Chapter 2 Data sources
2.1 VIX data
Cboe Global Markets, Inc. (Cboe) provides the daily VIX data (VIX_History.csv) in its website, https://www.cboe.com/tradable_products/vix/vix_historical_data/. It is created to reflect investors’ view of future expected stock market volatility, market’s “fear gauge.” Cboe Options Exchange makes the VIX index by S&P 500 index options. Options, ones of the financial derivatives, are the financial products which give buyers the right to buy or sell the underlying financial asset. Since the price of the options are adjusted by traders’ forecasts about the underlying asset, which is S&P 500 in the case of S&P 500 index options, it includes the information about volatility of their forecasts.
Though there are lots of data referred as “fear index,” such as the VXN index for NASDAQ, the VSTOXX index, the VDAX index, and the VSMI Volatility index for Europe, and the Asian VXJ index for Japan, we chose VIX because it is one of the most famous volatility indices.
VIX_History.csv has the following data of 8038 records from Jan. 2, 1990 to Nov. 30, 2021 at Dec. 1, 2021. We will analyze the VIX value in the Close column because the other data is made based on the values when the market is close.
Table 2.1: VIX data columns
Column Name | Description |
---|---|
Date | The date of the VIX value (date) |
Open | The VIX value when the market is open (num) |
High | The highest VIX value on the date (num) |
Low | The lowest VIX value on the date (num) |
Close | The VIX value when the market is close (num) |
Issues with this dataset:
-The data format is clean and must be exactly calculated based on the accurate S&P 500 data because Cboe is the largest U.S. options exchange market. So, we do not have any problem about the data from this perspective.
-The VIX only has the information based on S&P 500. The limited traders in the world would check it. However, this is one of the points we want to analyze on this final project.
The distribution of the VIX Close value:
In the graph below, the blue curve is a density curve of the data and the red curve is the density curve of normal distribution with the same mean and the same standard deviation. We can see the data is far from normally distributed with a rather extreme right skew, suggesting traders regarded that the market is not in financial crisis in the most periods.
2.2 Stock indices data
we took the stock indices data from the website of Kenneth R. French, the Roth Family Distinguished Professor of Finance at the Tuck School of Business, Dartmouth College, prominent for Fama-French, https://mba.tuck.dartmouth.edu/pages/faculty/ken.french/data_library.html This is a well known dataset that has been used by many academics for asset pricing tests, not least the original Journal of Finance paper https://onlinelibrary.wiley.com/doi/10.1111/j.1540-6261.1992.tb04398.x
We selected this source because this provides a rich dataset of daily data on which we can calculate our returns, the data library includes returns on factors (which can be thought of as important risk characteristics (or covariance) of stock price movements) and various other portfolios such as sectors.

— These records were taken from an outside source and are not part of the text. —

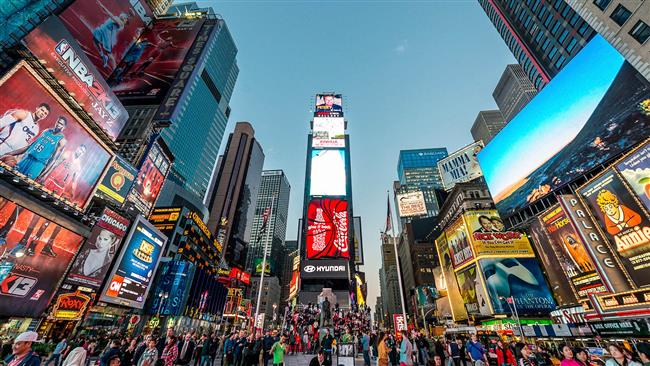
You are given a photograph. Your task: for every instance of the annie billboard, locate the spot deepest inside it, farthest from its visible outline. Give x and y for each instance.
(60, 54)
(592, 111)
(42, 140)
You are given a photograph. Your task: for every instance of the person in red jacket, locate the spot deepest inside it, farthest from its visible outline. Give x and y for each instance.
(504, 355)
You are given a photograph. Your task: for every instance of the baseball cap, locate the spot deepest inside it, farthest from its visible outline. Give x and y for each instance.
(27, 337)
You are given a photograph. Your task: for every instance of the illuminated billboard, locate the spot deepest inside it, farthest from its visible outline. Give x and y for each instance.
(453, 293)
(460, 166)
(42, 140)
(519, 278)
(151, 178)
(60, 54)
(459, 244)
(327, 229)
(132, 274)
(96, 255)
(624, 222)
(328, 173)
(328, 132)
(117, 181)
(635, 168)
(329, 105)
(106, 29)
(594, 109)
(571, 253)
(490, 238)
(150, 66)
(411, 204)
(37, 252)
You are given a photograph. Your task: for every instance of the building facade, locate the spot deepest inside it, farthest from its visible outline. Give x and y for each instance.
(513, 91)
(486, 125)
(624, 23)
(542, 35)
(274, 192)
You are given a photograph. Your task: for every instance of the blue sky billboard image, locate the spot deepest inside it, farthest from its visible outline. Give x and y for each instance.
(593, 110)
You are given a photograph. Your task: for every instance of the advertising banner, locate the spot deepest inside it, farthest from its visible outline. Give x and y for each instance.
(472, 291)
(42, 140)
(61, 55)
(458, 241)
(174, 279)
(635, 168)
(580, 120)
(96, 255)
(563, 289)
(132, 273)
(461, 166)
(40, 252)
(117, 181)
(411, 204)
(624, 223)
(328, 173)
(327, 229)
(106, 29)
(328, 132)
(149, 68)
(491, 239)
(607, 263)
(520, 278)
(571, 253)
(329, 105)
(458, 312)
(151, 178)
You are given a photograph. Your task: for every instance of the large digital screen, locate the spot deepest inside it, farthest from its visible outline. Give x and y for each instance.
(37, 252)
(635, 168)
(151, 64)
(328, 173)
(132, 274)
(490, 238)
(60, 54)
(42, 140)
(106, 29)
(623, 221)
(117, 181)
(96, 255)
(571, 253)
(593, 110)
(519, 278)
(327, 229)
(328, 132)
(150, 180)
(460, 166)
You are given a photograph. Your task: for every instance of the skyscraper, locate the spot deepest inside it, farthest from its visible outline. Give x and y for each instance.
(486, 125)
(542, 35)
(233, 202)
(513, 91)
(275, 187)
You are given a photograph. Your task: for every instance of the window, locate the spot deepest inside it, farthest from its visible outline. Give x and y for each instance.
(640, 31)
(602, 4)
(620, 15)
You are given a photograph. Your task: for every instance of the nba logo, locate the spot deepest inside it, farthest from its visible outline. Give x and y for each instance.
(62, 47)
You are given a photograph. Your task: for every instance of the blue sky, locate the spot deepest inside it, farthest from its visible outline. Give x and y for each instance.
(413, 74)
(550, 122)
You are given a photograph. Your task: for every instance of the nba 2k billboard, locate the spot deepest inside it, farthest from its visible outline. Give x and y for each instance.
(151, 178)
(42, 140)
(38, 252)
(149, 68)
(57, 50)
(327, 229)
(106, 29)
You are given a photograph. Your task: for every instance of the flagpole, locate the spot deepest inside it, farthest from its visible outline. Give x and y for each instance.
(259, 291)
(399, 270)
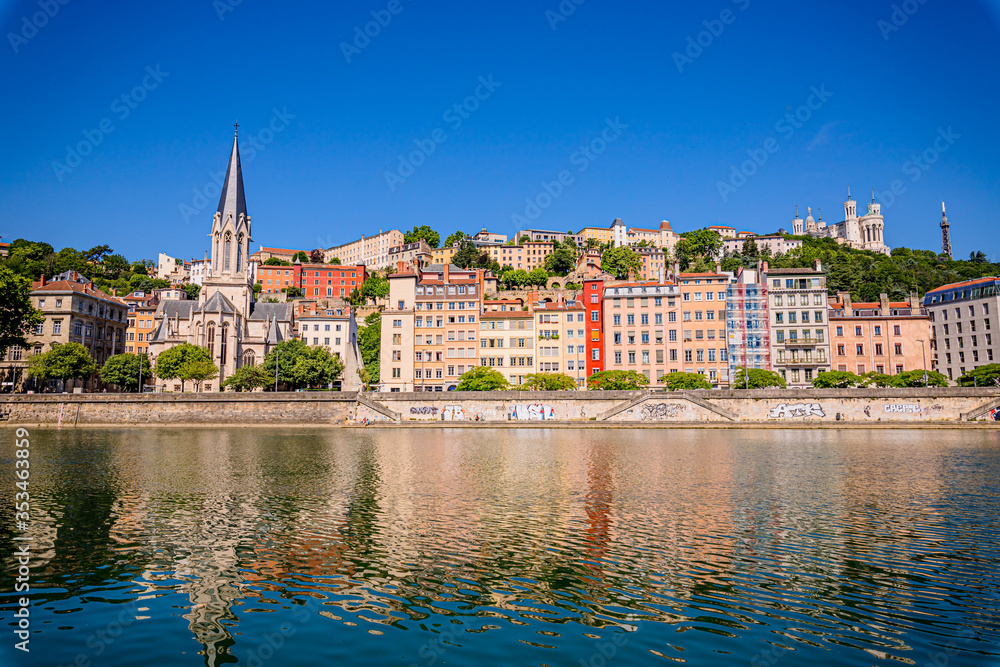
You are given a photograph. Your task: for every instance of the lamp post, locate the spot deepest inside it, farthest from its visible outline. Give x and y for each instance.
(923, 352)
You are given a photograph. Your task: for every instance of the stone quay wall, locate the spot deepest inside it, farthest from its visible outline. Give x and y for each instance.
(780, 408)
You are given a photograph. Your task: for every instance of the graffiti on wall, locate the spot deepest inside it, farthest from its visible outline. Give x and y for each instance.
(660, 411)
(796, 410)
(532, 412)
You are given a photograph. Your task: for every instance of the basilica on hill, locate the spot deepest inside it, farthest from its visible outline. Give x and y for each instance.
(864, 233)
(237, 330)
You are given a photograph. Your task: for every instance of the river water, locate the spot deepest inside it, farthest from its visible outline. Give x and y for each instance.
(507, 547)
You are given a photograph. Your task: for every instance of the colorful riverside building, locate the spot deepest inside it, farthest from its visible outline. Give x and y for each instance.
(747, 322)
(641, 328)
(883, 336)
(430, 327)
(703, 322)
(965, 325)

Moreover, the other sites we checked provided the data only for the last 10 years, which do not include the period of the 2008 financial crisis.
We used the following six dataset (all return data are in percentages) from the website.
-5_Industry_Portfolios_Daily.csv
-F-F_Research_Data_5_Factors_2x3_daily.csv
-North_America_5_Factors_Daily.csv
-Europe_5_Factors_Daily.csv
-Asia_Pacific_ex_Japan_5_Factors_Daily.csv
-Japan_5_Factors_Daily.csv
5_Industry_Portfolios_Daily.csv has the following return data for five industries of 25105 records from Jul. 1, 1926 to Oct. 29, 2021 at Dec. 1, 2021. We will analyze the all column data in Table 2.2. The industry definitions are as described in Table 2.3.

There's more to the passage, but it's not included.